Benzyl isoquinoline alkaloids (BIA) are a class of alkaloids containing rich medicinal active substances and are widely found in plants. It is concentrated in Magnoliids, Ranales and Proteales. At present, the research on the BIA synthesis pathway mainly focuses on Ranales and Proteales, and there are few studies on Magnoliids. In recent years, the genomes of many Magnoliids plants have been sequenced and assembled, and the synthetic pathway of BIA in magnolia plants has gradually received attention. Aristolochia contorta Bunge. belongs to magnoliids clade, Piperales order and is rich in BIA alkaloids. It was deleted from the 2020 edition of the pharmacopoeia because it contains the toxic component aristolochic acid. Aristolochic acid is a BIA derivative and its synthesis pathway is located downstream of BIA synthesis pathway. The analysis of the synthetic mechanism of BIA in A. contorta not only has important scientific value for the modern development of A. contorta and medicinal materials containing aristolochic acid, but also provides theoretical support for the optimization of BIA synthetic biology research system.

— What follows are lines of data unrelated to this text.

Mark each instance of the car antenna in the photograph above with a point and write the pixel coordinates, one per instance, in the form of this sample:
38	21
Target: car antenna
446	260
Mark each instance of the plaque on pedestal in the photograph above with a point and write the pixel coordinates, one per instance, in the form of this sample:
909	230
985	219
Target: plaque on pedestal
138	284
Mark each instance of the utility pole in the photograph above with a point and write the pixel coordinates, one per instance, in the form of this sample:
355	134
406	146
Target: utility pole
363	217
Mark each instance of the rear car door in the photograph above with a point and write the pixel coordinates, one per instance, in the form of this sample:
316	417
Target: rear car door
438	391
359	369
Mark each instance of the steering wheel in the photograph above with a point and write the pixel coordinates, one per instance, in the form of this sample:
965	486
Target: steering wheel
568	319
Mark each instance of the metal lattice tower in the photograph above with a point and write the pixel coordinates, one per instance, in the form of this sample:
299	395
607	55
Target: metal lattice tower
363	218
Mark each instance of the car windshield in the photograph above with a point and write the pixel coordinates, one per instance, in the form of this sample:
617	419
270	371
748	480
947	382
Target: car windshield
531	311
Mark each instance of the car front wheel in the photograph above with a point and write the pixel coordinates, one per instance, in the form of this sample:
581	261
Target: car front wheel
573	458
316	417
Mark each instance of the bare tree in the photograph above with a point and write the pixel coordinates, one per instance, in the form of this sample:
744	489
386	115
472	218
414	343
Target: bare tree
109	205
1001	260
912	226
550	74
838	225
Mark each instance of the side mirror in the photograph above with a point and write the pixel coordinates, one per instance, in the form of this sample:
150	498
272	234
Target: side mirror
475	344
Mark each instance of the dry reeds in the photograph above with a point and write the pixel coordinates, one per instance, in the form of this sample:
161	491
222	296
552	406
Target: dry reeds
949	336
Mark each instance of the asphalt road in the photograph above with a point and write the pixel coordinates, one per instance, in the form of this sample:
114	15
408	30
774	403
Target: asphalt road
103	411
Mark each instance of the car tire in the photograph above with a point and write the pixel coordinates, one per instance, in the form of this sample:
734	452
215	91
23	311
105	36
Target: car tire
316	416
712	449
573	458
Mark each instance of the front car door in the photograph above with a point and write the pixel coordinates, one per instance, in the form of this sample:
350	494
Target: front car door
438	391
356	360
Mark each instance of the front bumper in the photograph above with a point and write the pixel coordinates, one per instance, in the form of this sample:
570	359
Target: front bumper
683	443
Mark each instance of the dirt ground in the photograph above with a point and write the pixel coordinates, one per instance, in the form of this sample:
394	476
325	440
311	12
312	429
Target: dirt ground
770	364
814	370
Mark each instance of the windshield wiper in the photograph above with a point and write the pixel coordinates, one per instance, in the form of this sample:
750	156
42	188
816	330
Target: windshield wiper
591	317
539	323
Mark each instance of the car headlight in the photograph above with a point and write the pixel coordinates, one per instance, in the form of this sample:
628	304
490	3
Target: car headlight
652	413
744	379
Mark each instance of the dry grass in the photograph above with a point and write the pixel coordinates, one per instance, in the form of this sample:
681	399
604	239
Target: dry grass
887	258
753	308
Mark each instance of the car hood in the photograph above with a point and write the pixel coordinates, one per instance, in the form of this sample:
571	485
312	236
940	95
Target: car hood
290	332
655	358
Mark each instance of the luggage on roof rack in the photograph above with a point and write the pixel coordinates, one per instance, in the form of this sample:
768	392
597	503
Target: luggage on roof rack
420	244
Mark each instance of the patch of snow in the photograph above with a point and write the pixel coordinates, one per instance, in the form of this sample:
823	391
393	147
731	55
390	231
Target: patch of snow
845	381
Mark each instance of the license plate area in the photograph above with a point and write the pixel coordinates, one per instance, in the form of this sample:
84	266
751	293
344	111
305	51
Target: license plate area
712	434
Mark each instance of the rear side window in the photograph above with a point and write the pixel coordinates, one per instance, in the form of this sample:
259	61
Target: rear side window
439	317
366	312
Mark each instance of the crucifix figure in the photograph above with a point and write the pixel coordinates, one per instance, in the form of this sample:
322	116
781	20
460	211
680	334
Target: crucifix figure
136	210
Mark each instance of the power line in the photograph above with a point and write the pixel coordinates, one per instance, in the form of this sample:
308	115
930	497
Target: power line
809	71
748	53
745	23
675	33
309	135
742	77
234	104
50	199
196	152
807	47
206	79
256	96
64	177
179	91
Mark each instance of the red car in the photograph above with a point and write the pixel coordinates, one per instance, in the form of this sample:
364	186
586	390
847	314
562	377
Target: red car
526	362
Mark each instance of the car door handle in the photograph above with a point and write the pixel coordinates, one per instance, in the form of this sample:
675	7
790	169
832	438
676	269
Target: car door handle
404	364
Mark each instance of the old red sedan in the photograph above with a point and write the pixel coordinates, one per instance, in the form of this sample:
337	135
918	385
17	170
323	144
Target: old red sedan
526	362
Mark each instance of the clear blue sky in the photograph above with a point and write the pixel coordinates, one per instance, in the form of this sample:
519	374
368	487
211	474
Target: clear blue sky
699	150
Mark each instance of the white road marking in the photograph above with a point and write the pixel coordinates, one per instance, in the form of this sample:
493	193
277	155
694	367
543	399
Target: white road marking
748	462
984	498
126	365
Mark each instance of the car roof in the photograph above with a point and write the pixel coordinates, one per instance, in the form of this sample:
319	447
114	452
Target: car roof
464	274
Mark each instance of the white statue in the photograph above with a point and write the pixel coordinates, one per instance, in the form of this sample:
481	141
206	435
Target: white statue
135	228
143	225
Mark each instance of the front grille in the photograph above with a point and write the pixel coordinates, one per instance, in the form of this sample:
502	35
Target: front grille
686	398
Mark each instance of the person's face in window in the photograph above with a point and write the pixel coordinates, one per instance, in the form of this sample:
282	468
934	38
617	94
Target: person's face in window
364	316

In this paper, we focus on two configuration-selective enzyme genes in the BIA pathway of A. contorta, the first enzyme genes Norcoclaurine Synthase Gene (NCS) in BIA synthesis pathway and CYP80B8. The research around these two key enzyme genes is as follows:

(1) The whole AcNCS enzyme gene was identified in the whole genome level, and its physicochemical properties and evolution were analyzed. NCS genes of A. contorta were identified at the whole genome level, and 15 AcNCS genes were identified. The physicochemical properties, conserved domains and conserved motifs of AcNCS were analyzed. Combined with multiple sequence alignment, evolutionary tree analysis and tissue distribution of norcoclaurine content, AcNCS2，AcNCS4，AcNCS5，AcNCS14，AcNCS15 were selected as NCS candidate genes of A. contorta for further functional verification.

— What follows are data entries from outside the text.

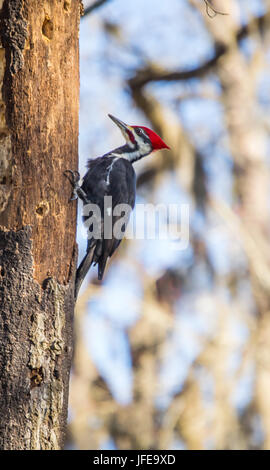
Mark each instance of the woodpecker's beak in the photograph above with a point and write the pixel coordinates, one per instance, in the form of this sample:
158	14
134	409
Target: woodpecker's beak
124	128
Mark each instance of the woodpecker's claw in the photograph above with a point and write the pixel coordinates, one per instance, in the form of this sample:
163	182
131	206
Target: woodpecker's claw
73	179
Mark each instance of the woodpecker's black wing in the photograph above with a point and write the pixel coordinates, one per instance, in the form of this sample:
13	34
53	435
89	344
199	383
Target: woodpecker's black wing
112	177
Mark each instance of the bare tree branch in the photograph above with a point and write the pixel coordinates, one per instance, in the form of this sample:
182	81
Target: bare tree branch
154	74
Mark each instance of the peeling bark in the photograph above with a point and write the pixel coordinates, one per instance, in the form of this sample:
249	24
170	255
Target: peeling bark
39	84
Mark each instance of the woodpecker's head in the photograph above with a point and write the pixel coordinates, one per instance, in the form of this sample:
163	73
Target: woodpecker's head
140	141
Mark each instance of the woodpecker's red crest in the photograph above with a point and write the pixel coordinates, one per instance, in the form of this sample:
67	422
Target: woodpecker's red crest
156	141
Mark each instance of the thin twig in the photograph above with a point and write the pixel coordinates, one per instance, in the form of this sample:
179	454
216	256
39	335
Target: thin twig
211	11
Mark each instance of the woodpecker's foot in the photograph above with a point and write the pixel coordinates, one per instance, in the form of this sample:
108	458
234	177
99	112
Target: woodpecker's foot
74	178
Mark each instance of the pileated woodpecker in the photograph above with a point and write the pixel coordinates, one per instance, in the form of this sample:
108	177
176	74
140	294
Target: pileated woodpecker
111	176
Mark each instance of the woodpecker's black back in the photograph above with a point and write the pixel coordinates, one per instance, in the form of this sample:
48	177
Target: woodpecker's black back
113	176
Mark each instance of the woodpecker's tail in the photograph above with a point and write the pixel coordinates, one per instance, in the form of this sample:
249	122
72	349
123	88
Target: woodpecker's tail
83	270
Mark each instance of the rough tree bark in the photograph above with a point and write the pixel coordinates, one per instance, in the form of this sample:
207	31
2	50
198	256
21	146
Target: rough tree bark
39	86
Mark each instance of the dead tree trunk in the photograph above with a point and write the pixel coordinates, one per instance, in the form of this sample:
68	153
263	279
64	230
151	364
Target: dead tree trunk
39	93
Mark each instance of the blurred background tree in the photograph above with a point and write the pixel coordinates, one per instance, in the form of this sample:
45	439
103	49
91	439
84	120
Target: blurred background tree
173	349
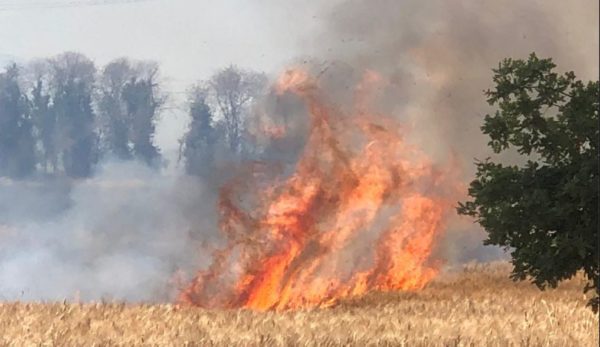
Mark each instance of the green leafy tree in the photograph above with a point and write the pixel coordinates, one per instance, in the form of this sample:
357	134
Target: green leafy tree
546	210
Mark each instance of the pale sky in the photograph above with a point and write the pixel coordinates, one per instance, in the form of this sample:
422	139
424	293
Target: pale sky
189	38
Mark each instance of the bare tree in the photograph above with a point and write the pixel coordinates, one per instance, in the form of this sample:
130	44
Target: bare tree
129	102
233	89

(2) The function of AcNCS was studied by enzymatic method in vitro. AcNCS2，AcNCS4，AcNCS5，AcNCS14，AcNCS15 genes were cloned and prokaryotic expression vectors were constructed in vitro. The fusion protein was induced, extracted and purified for enzymatic reaction in vitro. AcNCS2，AcNCS4，AcNCS5，AcNCS14，AcNCS15 can catalyze the formation of norcoclaurine. Unlike NCS of Ranales, but similar to NnNCS of lotus, AcNCS2，AcNCS4，AcNCS5，AcNCS14，AcNCS15 can produce both S-configuration and R-configuration norcoclaurine, and the yield of S-configuration is greater than that of R configuration. The activity of AcNCS14, AcNCS15 with two tandem domains was higher than that of AcNCS2，AcNCS4，AcNCS5 with only one domain.

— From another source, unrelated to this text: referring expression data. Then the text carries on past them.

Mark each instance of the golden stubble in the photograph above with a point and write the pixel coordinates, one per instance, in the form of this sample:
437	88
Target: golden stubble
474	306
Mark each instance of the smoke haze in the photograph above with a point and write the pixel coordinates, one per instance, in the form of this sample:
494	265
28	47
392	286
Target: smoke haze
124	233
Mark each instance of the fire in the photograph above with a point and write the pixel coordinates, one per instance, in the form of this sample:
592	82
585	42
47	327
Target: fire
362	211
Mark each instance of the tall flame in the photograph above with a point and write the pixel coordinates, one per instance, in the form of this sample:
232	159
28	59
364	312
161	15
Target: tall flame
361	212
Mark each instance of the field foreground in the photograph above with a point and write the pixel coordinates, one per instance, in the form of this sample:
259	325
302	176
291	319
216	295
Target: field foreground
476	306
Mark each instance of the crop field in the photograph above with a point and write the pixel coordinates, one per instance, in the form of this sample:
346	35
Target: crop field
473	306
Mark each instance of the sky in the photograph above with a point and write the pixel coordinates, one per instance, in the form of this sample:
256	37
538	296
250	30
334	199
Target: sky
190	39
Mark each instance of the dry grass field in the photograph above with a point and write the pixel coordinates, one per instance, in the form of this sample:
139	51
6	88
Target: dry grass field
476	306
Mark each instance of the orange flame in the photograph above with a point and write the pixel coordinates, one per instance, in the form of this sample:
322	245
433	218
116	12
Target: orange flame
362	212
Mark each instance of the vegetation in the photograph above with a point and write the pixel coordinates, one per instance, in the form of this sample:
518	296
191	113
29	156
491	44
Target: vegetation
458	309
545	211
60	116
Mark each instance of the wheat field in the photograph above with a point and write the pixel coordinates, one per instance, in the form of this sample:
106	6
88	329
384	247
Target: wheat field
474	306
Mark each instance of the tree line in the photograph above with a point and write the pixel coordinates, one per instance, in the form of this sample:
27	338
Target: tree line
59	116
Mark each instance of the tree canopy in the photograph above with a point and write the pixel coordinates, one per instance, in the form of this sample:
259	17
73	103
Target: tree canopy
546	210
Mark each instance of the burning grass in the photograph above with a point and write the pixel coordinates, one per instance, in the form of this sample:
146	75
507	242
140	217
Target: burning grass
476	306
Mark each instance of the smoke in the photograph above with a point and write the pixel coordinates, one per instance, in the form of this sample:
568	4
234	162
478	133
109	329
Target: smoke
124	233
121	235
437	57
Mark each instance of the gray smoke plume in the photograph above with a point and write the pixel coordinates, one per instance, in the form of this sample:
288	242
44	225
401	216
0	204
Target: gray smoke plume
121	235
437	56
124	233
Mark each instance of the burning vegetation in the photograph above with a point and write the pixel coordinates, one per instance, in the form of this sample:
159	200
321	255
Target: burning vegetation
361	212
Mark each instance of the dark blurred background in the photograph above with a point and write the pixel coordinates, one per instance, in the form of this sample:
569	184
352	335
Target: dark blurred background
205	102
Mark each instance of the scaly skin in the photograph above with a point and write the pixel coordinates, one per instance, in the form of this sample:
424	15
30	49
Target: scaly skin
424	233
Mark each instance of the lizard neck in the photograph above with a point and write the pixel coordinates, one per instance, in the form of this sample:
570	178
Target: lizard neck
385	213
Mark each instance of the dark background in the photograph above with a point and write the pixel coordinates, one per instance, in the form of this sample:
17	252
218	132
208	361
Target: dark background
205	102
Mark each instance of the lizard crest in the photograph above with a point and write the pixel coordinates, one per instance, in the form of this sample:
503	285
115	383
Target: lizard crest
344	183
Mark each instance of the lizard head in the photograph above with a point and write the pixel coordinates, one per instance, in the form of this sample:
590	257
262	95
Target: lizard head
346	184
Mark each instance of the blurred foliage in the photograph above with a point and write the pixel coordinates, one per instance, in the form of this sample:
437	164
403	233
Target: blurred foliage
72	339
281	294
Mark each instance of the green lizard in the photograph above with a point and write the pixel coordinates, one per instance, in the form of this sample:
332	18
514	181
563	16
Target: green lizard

(3) Study the function of AcCYP80B8. AcCYP80B8 microsome protein was obtained by yeast expression system, and it was found that AcCYP80B8 could catalyze the (R)-N-methycoclaurine reaction to produce 3'-hydroxy-N-methycoclaurine ，which means its 3' hydroxylase of N-methycoclaurine in A. contorta (AcNMCH). It is different from the NMCH that is specific for (S)-N-Methylcoclaurine in Ranales. The optimum temperature and pH for the reaction of (R)-N-Methylcoclaurine with AcCYP80B8 are 30 ℃ and 7.5, respectively. The substrate configurational specificity of AcCYP80B8 was analyzed, and it was found that AcCYP80B8 could not react (S,R)-N-Methylcoclaurine. Multiple sequence alignment and molecular docking were used to analyze the key catalytic sites, mutate them, and measure the changes of enzymatic reaction. AcCYP80B8^I215L mutation had little effect on function, while AcCYP80B8^M219L mutation had significant effect on enzyme activity.

In summary, this study conducted genome-wide identification, screening, evolutionary analysis and functional verification of the AcNCS enzyme gene in A. contorta, and carried out functional research and key catalytic site identification on AcCYP80B8, obtaining a key site M219 that affects the reaction. In addition, the genetic transformation system of A. contorta that does not rely on the tissue culture system was explored. The above research results provide important candidate enzyme resources for the synthetic biology of benzylisoquinoline alkaloids (BIA), offer a reference basis for understanding the chiral control mechanism in the BIA synthetic pathway, lay a foundation for the synthesis of aristolochic acid in A. contorta, and provide a feasible method for its genetic transformation.